MANILA, Philippines — Consumption in the Philippines will likely remain rosy on the back of strong economic growth, although rising prices of key consumer items could threaten this outlook, Fitch Solutions said.
Inflation spiked to a fresh five-year high of 5.2 percent in June from May’s 4.6 percent, putting the year-to-date figure at 4.3 percent, or above the Bangko Sentral ng Pilipinas’ 2-4 percent target range. The BSP has responded by delivering back-to-back rate hikes.
In a research note, the Fitch Group unit said the Philippines remains one of the strongest consumer growth markets in Asia supported by strong economic growth trajectory, high levels of remittance inflows and falling unemployment.

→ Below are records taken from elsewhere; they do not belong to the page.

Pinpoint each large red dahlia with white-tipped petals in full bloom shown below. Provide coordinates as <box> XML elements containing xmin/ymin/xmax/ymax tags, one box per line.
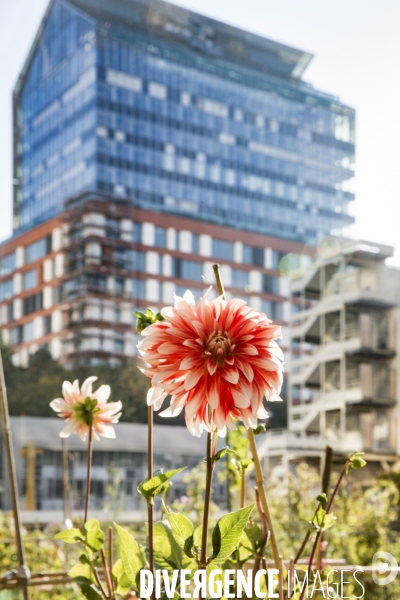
<box><xmin>138</xmin><ymin>291</ymin><xmax>283</xmax><ymax>436</ymax></box>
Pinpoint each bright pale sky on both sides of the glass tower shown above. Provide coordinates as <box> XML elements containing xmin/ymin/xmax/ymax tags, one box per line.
<box><xmin>0</xmin><ymin>0</ymin><xmax>400</xmax><ymax>266</ymax></box>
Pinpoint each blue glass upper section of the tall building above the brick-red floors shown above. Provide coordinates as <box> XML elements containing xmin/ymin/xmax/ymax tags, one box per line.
<box><xmin>15</xmin><ymin>0</ymin><xmax>354</xmax><ymax>243</ymax></box>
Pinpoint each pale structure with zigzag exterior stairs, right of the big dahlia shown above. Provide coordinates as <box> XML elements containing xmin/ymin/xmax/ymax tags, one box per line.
<box><xmin>264</xmin><ymin>240</ymin><xmax>400</xmax><ymax>474</ymax></box>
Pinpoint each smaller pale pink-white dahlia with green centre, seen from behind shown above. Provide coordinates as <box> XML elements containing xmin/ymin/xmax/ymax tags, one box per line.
<box><xmin>50</xmin><ymin>377</ymin><xmax>122</xmax><ymax>440</ymax></box>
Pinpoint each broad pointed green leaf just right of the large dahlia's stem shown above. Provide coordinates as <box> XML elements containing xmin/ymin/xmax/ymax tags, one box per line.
<box><xmin>212</xmin><ymin>504</ymin><xmax>254</xmax><ymax>562</ymax></box>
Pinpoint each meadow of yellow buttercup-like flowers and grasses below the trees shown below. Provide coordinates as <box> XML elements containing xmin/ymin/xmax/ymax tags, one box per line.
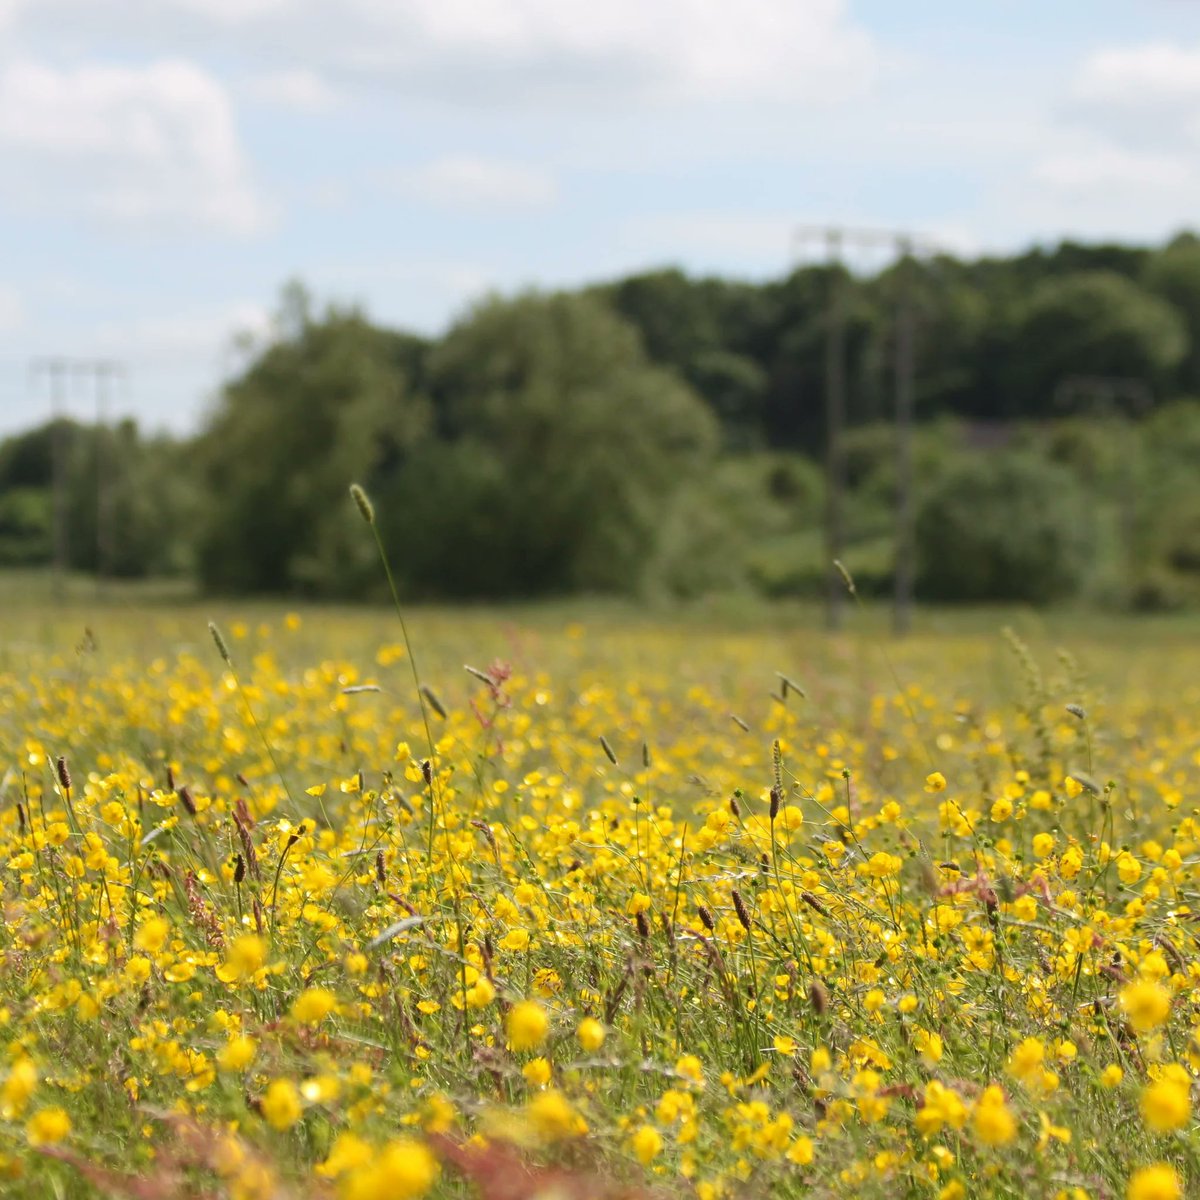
<box><xmin>0</xmin><ymin>578</ymin><xmax>1200</xmax><ymax>1200</ymax></box>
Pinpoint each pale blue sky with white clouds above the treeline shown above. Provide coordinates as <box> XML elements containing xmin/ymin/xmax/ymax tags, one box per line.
<box><xmin>0</xmin><ymin>0</ymin><xmax>1200</xmax><ymax>434</ymax></box>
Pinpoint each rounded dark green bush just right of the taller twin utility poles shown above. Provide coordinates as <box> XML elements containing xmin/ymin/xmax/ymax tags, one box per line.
<box><xmin>917</xmin><ymin>454</ymin><xmax>1094</xmax><ymax>604</ymax></box>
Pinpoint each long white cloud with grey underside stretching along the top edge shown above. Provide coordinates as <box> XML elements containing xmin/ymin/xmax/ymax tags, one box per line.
<box><xmin>0</xmin><ymin>0</ymin><xmax>878</xmax><ymax>104</ymax></box>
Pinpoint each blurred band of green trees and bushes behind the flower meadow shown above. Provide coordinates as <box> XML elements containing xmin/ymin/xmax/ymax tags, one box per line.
<box><xmin>7</xmin><ymin>234</ymin><xmax>1200</xmax><ymax>610</ymax></box>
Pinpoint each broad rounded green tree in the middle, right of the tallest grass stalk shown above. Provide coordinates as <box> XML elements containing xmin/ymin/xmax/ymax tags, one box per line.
<box><xmin>420</xmin><ymin>286</ymin><xmax>718</xmax><ymax>594</ymax></box>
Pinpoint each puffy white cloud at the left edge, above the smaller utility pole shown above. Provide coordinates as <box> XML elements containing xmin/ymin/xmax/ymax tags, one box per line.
<box><xmin>0</xmin><ymin>59</ymin><xmax>268</xmax><ymax>234</ymax></box>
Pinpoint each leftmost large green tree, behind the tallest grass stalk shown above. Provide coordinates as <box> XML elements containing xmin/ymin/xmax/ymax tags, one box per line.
<box><xmin>198</xmin><ymin>287</ymin><xmax>431</xmax><ymax>595</ymax></box>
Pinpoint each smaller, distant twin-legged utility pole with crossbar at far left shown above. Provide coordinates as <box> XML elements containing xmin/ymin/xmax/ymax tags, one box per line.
<box><xmin>30</xmin><ymin>355</ymin><xmax>125</xmax><ymax>604</ymax></box>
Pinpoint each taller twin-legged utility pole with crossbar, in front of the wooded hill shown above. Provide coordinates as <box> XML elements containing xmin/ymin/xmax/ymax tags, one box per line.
<box><xmin>794</xmin><ymin>226</ymin><xmax>935</xmax><ymax>634</ymax></box>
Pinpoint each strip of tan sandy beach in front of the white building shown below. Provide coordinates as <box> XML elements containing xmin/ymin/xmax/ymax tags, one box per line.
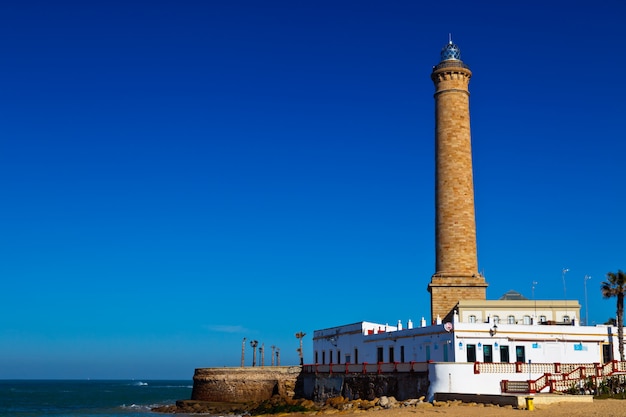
<box><xmin>290</xmin><ymin>400</ymin><xmax>626</xmax><ymax>417</ymax></box>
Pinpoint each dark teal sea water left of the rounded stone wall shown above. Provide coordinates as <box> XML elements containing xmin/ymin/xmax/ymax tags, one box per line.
<box><xmin>0</xmin><ymin>380</ymin><xmax>193</xmax><ymax>417</ymax></box>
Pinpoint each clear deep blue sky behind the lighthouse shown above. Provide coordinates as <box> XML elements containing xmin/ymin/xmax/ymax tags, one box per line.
<box><xmin>0</xmin><ymin>0</ymin><xmax>626</xmax><ymax>379</ymax></box>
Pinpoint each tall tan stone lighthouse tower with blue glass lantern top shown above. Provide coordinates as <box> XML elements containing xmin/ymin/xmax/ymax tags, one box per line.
<box><xmin>428</xmin><ymin>40</ymin><xmax>487</xmax><ymax>321</ymax></box>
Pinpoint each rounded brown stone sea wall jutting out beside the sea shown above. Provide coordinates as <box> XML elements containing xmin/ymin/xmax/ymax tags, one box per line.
<box><xmin>191</xmin><ymin>366</ymin><xmax>301</xmax><ymax>403</ymax></box>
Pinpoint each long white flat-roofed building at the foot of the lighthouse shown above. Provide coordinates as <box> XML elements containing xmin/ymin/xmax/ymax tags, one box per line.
<box><xmin>313</xmin><ymin>299</ymin><xmax>626</xmax><ymax>399</ymax></box>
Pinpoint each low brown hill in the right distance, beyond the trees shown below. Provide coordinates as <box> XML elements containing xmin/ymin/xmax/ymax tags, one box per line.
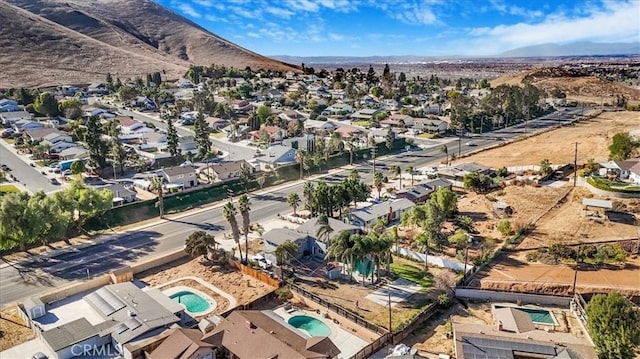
<box><xmin>491</xmin><ymin>67</ymin><xmax>640</xmax><ymax>102</ymax></box>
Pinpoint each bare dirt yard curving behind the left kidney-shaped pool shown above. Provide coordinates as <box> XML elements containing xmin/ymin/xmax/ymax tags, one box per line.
<box><xmin>136</xmin><ymin>258</ymin><xmax>275</xmax><ymax>311</ymax></box>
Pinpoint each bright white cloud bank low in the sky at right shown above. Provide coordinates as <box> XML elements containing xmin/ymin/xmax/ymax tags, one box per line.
<box><xmin>466</xmin><ymin>0</ymin><xmax>640</xmax><ymax>54</ymax></box>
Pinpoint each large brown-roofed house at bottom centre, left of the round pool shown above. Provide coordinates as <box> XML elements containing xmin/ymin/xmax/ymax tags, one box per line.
<box><xmin>202</xmin><ymin>310</ymin><xmax>340</xmax><ymax>359</ymax></box>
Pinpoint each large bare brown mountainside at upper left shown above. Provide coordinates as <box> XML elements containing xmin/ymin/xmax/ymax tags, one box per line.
<box><xmin>0</xmin><ymin>0</ymin><xmax>296</xmax><ymax>87</ymax></box>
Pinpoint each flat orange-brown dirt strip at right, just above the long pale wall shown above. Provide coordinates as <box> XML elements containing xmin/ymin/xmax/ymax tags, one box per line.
<box><xmin>471</xmin><ymin>252</ymin><xmax>640</xmax><ymax>296</ymax></box>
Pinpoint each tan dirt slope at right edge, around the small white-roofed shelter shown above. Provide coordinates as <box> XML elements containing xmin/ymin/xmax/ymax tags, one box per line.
<box><xmin>518</xmin><ymin>188</ymin><xmax>640</xmax><ymax>249</ymax></box>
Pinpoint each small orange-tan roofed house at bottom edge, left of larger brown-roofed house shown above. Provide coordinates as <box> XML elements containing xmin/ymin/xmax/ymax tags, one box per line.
<box><xmin>148</xmin><ymin>328</ymin><xmax>216</xmax><ymax>359</ymax></box>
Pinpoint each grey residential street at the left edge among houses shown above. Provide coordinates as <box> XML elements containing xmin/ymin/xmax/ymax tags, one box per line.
<box><xmin>0</xmin><ymin>140</ymin><xmax>61</xmax><ymax>192</ymax></box>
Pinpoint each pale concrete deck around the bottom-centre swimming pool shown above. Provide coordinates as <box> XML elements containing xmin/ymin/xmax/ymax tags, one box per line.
<box><xmin>273</xmin><ymin>306</ymin><xmax>369</xmax><ymax>358</ymax></box>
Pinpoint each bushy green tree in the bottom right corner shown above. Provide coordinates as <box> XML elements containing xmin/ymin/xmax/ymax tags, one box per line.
<box><xmin>586</xmin><ymin>292</ymin><xmax>640</xmax><ymax>359</ymax></box>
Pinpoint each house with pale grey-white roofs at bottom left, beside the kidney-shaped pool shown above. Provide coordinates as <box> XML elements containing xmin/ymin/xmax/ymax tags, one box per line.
<box><xmin>34</xmin><ymin>282</ymin><xmax>182</xmax><ymax>359</ymax></box>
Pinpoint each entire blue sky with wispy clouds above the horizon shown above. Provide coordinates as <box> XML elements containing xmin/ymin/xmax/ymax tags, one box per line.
<box><xmin>156</xmin><ymin>0</ymin><xmax>640</xmax><ymax>56</ymax></box>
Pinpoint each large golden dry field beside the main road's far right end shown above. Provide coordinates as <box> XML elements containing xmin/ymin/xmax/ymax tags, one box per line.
<box><xmin>458</xmin><ymin>111</ymin><xmax>640</xmax><ymax>168</ymax></box>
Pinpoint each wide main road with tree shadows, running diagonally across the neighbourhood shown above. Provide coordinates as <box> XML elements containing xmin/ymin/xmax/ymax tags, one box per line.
<box><xmin>0</xmin><ymin>107</ymin><xmax>584</xmax><ymax>305</ymax></box>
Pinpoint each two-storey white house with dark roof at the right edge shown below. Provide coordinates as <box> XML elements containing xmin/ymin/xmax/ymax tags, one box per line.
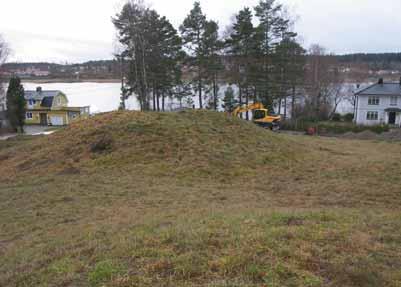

But elevated inflation due to higher excise taxes, rising global oil prices and sustained credit growth poses a “slight risk” to consumption, it warned.
“The Philippine consumer will continue to outperform over 2018 and into 2019, driven by an ongoing boom in the services sector and one of the fastest-growing economies in South East Asia,” Fitch Solutions said.
“Inflationary pressure does present a downside risk over 2018 and beyond,” it added.
Amid double-digit credit growth that has fueled concern of overheating, the Philippine economy grew 6.8 percent in the first quarter, faster than the preceding three month’s 6.5 percent and the 6.4 percent recorded in the comparable period last year.
However, the first quarter economic growth figure fell below the government’s target band, which Socioeconomic Planning Secretary Ernesto Pernia attributed to “spoiler” inflation.
Data from the Philippine Statistics Authority show consumer spending, which accounts for about seven-tenths of the Philippine economy, grew at a slower pace of 5.6 percent in the first quarter of 2018 from 5.9 percent a year ago.
To contain inflation, the BSP raised its benchmark rates twice this year. Higher interest rates discourage people from borrowing money and spending, causing a decline in demand which, in turn, tempers inflation and can even slow down the country’s economic growth to avoid overheating.
For Fitch Solutions, rising interest rates are unlikely to hurt household consumption.
It also raised its growth forecast for the Philippines to 6.5 percent for 2018 from its previous estimate of 6.3 percent. If realized, this would fall below the 6.7 percent actual expansion rate in 2017
“We do not think that these rate hikes will be enough to dampen aggregate demand and continue to expect an uptake in consumer credit and robust consumer spending,” it said.